Feb 23, 2007 – I just got “Mushrooms and other fungi of North America” by Roger Phillips, and I look at the cover, and I think, hey that it my little cort. with wooly stipe right there. I look inside, and it take a little looking, but I find that on the cover is C. evernius. Which it turns out is described in Arora also. The description actually matches well, with the veil remnants on the cap edge, and the white wooly veil on the stipe. But I had dismissed it do to the size of the cap, and the stalk description says it is equal or narrowed to the base. This better matches the photos in Phillips. These seem to be too small, and the stalks are wider at the base. But the photos do look similar.

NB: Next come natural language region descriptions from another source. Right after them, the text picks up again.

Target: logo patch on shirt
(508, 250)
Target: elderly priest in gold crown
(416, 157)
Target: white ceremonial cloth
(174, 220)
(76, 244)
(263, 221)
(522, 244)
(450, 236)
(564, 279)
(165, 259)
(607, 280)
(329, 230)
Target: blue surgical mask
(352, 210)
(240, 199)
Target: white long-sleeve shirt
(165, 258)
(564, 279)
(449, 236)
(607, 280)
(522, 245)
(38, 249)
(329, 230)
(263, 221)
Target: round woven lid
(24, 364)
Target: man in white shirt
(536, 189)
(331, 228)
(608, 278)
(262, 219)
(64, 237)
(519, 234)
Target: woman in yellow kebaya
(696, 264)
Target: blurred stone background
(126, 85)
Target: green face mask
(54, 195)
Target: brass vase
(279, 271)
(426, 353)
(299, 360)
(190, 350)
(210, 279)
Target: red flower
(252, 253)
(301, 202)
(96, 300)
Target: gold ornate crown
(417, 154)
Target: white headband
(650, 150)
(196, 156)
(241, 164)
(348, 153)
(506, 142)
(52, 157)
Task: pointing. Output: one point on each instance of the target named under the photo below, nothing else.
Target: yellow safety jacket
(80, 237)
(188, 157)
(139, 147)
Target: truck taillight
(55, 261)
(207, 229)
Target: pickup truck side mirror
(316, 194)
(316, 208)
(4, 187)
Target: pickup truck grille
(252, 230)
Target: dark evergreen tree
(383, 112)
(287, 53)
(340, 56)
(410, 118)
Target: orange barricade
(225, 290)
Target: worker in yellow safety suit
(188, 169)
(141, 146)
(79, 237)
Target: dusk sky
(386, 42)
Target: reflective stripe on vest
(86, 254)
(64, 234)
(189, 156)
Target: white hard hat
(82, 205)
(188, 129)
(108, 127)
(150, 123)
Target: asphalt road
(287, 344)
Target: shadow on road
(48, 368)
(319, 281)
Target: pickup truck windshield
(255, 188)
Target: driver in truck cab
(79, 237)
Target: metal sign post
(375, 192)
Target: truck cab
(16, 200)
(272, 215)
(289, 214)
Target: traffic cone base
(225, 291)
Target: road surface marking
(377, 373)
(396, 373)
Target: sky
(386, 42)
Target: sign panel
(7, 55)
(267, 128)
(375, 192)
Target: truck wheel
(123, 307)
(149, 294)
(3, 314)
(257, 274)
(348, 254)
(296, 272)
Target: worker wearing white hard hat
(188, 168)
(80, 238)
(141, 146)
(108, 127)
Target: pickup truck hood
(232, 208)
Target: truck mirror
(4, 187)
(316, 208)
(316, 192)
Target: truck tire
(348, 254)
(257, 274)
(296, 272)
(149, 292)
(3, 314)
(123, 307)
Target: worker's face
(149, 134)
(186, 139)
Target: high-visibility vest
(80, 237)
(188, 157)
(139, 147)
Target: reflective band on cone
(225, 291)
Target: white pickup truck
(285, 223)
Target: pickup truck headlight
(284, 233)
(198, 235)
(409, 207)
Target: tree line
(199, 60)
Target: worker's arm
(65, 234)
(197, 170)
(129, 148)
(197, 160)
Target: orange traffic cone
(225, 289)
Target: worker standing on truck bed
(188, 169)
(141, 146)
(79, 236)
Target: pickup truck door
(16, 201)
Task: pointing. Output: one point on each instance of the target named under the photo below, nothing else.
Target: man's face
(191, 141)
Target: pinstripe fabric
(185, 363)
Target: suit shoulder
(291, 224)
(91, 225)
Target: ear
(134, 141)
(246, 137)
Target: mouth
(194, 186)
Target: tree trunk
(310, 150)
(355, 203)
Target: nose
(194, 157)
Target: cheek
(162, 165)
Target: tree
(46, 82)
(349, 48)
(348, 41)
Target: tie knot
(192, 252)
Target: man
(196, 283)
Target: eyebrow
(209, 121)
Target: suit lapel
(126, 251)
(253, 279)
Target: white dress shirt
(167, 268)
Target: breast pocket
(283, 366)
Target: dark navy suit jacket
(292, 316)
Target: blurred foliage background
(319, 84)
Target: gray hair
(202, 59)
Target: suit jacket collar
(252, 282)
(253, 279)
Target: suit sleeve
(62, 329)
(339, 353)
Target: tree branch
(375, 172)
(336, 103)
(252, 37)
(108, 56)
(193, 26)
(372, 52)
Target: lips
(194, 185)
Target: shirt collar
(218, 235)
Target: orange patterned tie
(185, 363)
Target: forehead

In the comments for C. evernius Arora mention C. lucorum as a common conifer lover which differs with a club shaped stem. These are under D. fir and Redwood, and mostly club shaped, so I will go with that.
Feb. 24, 2007 — after looking over a google search on C. lucorum, these do look very close, but the photos I found have an abrupt bulb at the base, where these are more smoothly club shaped. I guess I should just go for the main species in Arora first, before heading to the notes, if I really just can’t tell the difference here. I’m calling these C. evernius, although they could be C. lucorum, or C. saturinius which is a similar European species that has been seen (maybe) in Oregon.